On the key political question – the Geneva peace process and the future of President Assad – they are as far apart as ever. The US continues to insist that President Assad must go as the inevitable of any peace settlement. The Russians say that is strictly for the Syrian people to decide. There was clearly no movement by either side on this issue.
A great part of the talks was devoted to the issue of supposedly separating the so-called “moderate rebels” from Jabhat Al-Nusra and ISIS, the better to allow the US and Russia to bomb both. The US supposedly provided the Russians with a list of who they say these “moderate rebels” are.
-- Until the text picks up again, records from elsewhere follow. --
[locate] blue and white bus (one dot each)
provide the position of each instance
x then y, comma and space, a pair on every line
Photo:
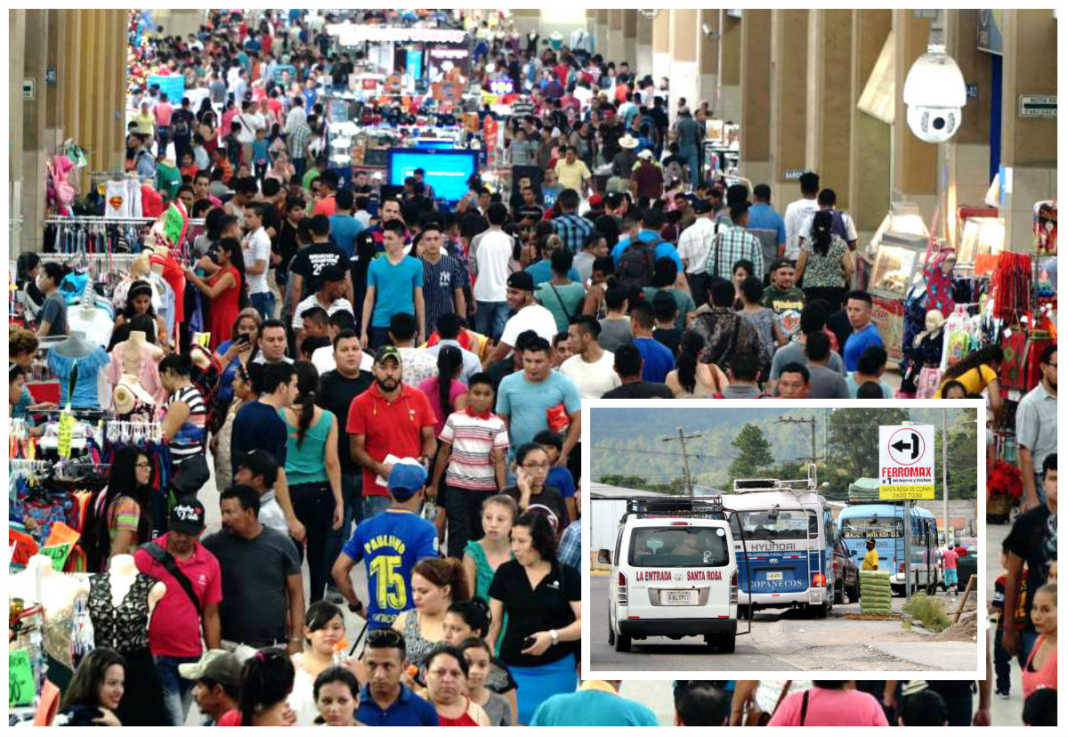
884, 523
784, 538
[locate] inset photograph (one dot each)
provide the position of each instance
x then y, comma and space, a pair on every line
760, 536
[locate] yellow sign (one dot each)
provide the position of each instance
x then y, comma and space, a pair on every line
900, 492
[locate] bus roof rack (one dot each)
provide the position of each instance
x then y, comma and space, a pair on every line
709, 507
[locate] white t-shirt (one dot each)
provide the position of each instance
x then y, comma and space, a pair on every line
593, 379
531, 317
312, 300
491, 265
796, 215
257, 248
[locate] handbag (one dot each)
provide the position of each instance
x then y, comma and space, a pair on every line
165, 559
756, 717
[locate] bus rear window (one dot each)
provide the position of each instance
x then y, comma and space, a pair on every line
868, 527
678, 547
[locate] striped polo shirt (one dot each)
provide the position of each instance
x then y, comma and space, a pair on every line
473, 438
189, 440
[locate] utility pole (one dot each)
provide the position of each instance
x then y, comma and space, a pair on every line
945, 481
682, 437
803, 421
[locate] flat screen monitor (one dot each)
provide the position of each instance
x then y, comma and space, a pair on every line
446, 171
435, 143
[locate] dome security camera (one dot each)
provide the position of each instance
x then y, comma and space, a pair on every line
936, 95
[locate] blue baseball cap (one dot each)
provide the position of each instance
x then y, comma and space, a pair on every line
406, 480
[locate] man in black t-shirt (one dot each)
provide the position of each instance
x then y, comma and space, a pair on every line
308, 265
338, 388
1033, 541
628, 365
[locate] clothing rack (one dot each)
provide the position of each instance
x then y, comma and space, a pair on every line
121, 430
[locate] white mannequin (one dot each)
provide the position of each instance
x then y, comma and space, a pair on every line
123, 571
41, 583
933, 322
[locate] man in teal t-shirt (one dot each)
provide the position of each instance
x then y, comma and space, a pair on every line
597, 703
394, 285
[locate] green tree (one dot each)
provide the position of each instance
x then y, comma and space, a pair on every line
754, 453
853, 438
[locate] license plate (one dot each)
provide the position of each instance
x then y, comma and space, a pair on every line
678, 597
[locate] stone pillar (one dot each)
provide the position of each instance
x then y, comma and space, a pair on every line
915, 161
613, 43
16, 179
755, 77
630, 38
964, 170
643, 44
1029, 144
682, 47
729, 108
829, 122
708, 58
789, 63
661, 56
600, 35
35, 147
868, 191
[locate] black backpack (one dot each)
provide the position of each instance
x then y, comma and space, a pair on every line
637, 265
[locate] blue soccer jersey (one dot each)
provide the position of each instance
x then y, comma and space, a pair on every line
391, 544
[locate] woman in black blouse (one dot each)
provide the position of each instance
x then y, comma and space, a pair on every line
543, 600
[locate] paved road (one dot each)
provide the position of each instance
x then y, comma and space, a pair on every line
782, 640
This was however supposedly agreed between the US and the Russians as long ago as February. Here we are at the end of August still discussing the same question. There is no sign that the “moderate rebels” in Syria are prepared to separate or dissociate themselves from Jabhat Al-Nusra. On the contrary in the “Great Battle of Aleppo” – to a chorus of praise from the Western media – they are fighting ever more closely with each other.
Better communications have supposedly been established between the Russian military command at Khmeimim air base in Syria and the US military command in Jordan. Whilst this is always welcome, it is not at all clear what it means in practice.
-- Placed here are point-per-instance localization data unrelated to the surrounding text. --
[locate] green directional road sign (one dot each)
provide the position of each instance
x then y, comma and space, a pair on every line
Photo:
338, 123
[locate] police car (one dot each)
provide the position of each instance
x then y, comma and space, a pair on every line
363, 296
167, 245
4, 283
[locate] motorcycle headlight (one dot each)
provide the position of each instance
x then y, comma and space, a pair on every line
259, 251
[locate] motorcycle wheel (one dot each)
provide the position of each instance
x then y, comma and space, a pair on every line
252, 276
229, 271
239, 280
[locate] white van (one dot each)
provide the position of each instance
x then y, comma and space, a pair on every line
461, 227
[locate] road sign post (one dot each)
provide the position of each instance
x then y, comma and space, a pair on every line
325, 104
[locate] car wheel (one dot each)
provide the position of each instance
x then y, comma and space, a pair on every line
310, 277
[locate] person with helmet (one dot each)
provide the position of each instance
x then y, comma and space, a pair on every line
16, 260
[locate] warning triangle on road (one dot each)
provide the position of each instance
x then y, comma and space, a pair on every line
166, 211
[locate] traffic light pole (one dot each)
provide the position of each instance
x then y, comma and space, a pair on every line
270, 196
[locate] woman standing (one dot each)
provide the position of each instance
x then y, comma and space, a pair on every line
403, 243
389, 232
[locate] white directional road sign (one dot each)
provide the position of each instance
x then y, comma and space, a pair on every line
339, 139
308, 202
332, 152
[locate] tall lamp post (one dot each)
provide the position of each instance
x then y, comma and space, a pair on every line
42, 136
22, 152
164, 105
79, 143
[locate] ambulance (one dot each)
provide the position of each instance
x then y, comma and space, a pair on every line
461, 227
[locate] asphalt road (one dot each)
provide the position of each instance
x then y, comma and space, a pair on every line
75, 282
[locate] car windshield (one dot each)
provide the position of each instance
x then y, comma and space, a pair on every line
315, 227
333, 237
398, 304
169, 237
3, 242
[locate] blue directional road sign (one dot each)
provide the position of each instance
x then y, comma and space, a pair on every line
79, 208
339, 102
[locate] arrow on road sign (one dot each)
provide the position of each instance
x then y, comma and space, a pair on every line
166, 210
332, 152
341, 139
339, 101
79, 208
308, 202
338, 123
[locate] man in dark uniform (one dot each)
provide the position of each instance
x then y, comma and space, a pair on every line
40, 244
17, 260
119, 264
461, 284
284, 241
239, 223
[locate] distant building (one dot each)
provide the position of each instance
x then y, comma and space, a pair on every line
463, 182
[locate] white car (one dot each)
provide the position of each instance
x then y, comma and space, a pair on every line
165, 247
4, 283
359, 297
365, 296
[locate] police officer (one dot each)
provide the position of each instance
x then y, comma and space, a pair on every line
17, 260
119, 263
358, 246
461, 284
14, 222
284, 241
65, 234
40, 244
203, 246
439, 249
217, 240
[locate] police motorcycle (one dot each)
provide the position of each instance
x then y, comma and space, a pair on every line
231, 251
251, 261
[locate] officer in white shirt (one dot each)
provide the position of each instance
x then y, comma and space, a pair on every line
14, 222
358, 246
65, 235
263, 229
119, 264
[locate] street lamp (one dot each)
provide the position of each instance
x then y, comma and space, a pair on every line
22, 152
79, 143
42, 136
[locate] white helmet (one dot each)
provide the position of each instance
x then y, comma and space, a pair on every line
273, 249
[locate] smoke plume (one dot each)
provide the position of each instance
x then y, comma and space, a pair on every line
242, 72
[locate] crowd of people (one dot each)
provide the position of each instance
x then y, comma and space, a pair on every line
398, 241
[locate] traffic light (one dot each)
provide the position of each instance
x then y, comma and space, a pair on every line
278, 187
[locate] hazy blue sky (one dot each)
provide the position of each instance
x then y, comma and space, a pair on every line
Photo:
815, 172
The Russians and the US politely agreed to differ on the Turkish capture of Jarablus. The US actively supports the move, providing air support to the Turkish troops and their Syrian rebel allies involved in the operation. The Russians point out – correctly – that the Turks and the US are acting illegally.
There was apparently much discussion about the technical aspects concerning the coordination between the Russian and US militaries in Syria. It is not clear why this had to involve the Foreign Ministers of the two countries, who are both civilian officials, and could not have been dealt with at a lower level, in discussions between the technical and military experts. In any event Lavrov has confirmed that full agreement on these technical issues was not reached and that more discussions between the technical and military experts will follow.
Lastly there was some agreement about providing humanitarian supplies to Aleppo, with the UN’s Staffan de Mistura involved in this part of the discussions. It appears that this agreement is based on de Mistura’s and the Russians’ proposals for 48 hour weekly ceasefires.
In the end when pressed to say what the meeting with Kerry had actually achieved, Lavrov could only say that
“It is an achievement that we have been able to reduce areas of misunderstanding and to reduce the level of mutual mistrust between the two countries.”
When a diplomat of Lavrov’s experience can only point to reducing “the areas of misunderstanding” and “the level of mutual distrust” as the “achievement” of a summit, then it is clear that on all the substantive issues there is complete deadlock.
Both countries continue to support their respective sides and are obviously not prepared to compromise either on that support or on the attainment of their mutually conflicting objectives. What they are doing is seeking to manage the conflict between them so as to prevent it from spiralling dangerously out of control. To what extent they can achieve even that is debatable, especially given that there are people in Washington who show no willingness to accept any restraint on their behaviour at all.
On the issue of achieving peace in Syria – or in any part of it – there is no sign of any progress at all.